Sarah spent her early childhood days learning and sewing alongside her mother on a cast iron portable Singer, and exploring the woods and creeks of the Hudson Valley around their family home. She discovered a love of working with metals in high school, but added print making to her skill set in college, where she also worked with clay in her role as a potter’s assistant. “I am a taker of photographs, searcher of beauty in all forms, a practicer of yoga and have been for about six years now,” she says. “I dabble in meditation and breath work too.”

What is your preferred medium?

My preferred medium is printmaking yet not on paper like most would think – on fabric. I took printmaking in college and really enjoyed it. I didn’t get to print for many years. Fast-forward to Rachel Lackey starting Green Pea Press Printmaking Collective at Lowe Mill Arts and Entertainment, where I am a member, which gives me access to the printmaking equipment. I have been sewing since I was very young, making clothes for myself and my children. Making my own fabric designs seemed like the next natural step for me.

What inspires you as an artist?

When I sit down to come up with another print to print on fabric, I often look at my sketch book that I have sketched something in loosely that drew my attention at the time, or I look at nature guide books. My designs come from nature, other shapes and objects I see on a daily basis, and I interpret them in a simple, minimal way into a sketch that can be repeated on fabric. One of my favorite places is the Hudson River, which is a tidal estuary that creates these amazingly smooth rocks and glass, and has always been a source of inspiration for my art over the years.

Do you try to convey messages, stories or specific themes in your pieces?

Art can be made from something that already exists and can be something that everyone can use over again and in many different ways, which is being kind to the Earth. I often refer to the William Morris quote when people ask me about my art and why I make it: “Have nothing in your houses that you do not know to be useful, or believe to be beautiful.” Not all people can afford a large piece of art to hang on their wall. My pieces are small, everyday objects that add art and beauty to people’s lives. This also plays into my minimalist lifestyle as my art tends to be pieces that are multi-purpose; you don’t need lots of them, just a few.

What can people expect to see in your exhibit at the Moss Rock Festival?

People can expect to see a large array of textiles, all with my original prints on them like a total eclipse wall hanging, gods and goddesses (one-of-a-kind dolls) to pot holders, napkins and zipper pouches. Right now the pieces that are meaningful to me are the patchwork placemats and pocket goddesses. The patchwork placemats are made from remnants of my printed fabric and other fabrics that were laying around—even the bias tape used to finish the edge of the placemats I made from scraps of fabric. The pocket goddesses are special to me because I have enjoyed taking them on journeys with me and documenting the journey (this was a suggestion from a friend of my daughters).

What impact has art had on your life?

I can’t ever remember art not being a part of my life.
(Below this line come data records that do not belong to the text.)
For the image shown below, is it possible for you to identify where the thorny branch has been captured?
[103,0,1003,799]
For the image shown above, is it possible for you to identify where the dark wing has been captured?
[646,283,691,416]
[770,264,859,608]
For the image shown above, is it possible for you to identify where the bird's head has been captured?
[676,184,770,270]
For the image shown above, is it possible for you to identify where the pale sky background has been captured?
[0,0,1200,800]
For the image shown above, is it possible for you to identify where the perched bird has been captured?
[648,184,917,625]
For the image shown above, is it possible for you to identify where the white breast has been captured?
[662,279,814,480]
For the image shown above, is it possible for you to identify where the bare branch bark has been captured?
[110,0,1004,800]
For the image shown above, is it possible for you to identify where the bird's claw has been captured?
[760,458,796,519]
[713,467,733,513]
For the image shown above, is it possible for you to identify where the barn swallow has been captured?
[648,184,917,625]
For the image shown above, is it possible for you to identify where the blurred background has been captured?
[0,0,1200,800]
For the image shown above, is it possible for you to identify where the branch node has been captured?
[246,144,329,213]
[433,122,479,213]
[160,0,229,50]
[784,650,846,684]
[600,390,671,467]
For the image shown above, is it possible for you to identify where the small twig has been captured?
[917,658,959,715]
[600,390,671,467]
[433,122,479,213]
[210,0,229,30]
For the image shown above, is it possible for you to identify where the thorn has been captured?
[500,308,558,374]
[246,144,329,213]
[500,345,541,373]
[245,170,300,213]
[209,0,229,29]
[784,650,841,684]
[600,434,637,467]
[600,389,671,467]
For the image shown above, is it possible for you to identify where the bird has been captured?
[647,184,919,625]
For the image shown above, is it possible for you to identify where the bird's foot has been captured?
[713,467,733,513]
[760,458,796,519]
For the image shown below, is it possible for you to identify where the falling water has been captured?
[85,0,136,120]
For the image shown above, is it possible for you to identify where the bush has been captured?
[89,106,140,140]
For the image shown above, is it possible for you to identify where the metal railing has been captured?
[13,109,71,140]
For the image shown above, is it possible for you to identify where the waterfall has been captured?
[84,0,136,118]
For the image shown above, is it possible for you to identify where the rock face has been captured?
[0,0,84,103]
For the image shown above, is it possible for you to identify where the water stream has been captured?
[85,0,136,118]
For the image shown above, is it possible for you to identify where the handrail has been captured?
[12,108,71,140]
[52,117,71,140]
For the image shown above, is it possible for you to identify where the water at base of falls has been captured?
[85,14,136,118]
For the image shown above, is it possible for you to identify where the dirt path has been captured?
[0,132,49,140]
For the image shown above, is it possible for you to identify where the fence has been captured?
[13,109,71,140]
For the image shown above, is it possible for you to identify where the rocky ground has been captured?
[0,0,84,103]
My mom was always drawing illustration with her pastels. Art got me through high school. If it weren’t for my art classes, I am not sure I would have continued to go to school. In college I was an art major. I can always remember feeling the desire to create art. Once I had my kids, I remember reading about handiwork as an important part of the Waldorf curriculum and that further encouraged me to introduce them to art as soon as I could. My kids grew up messy painting, gluing and working with clay very early on. And my daughter at 21 still really enjoys making art.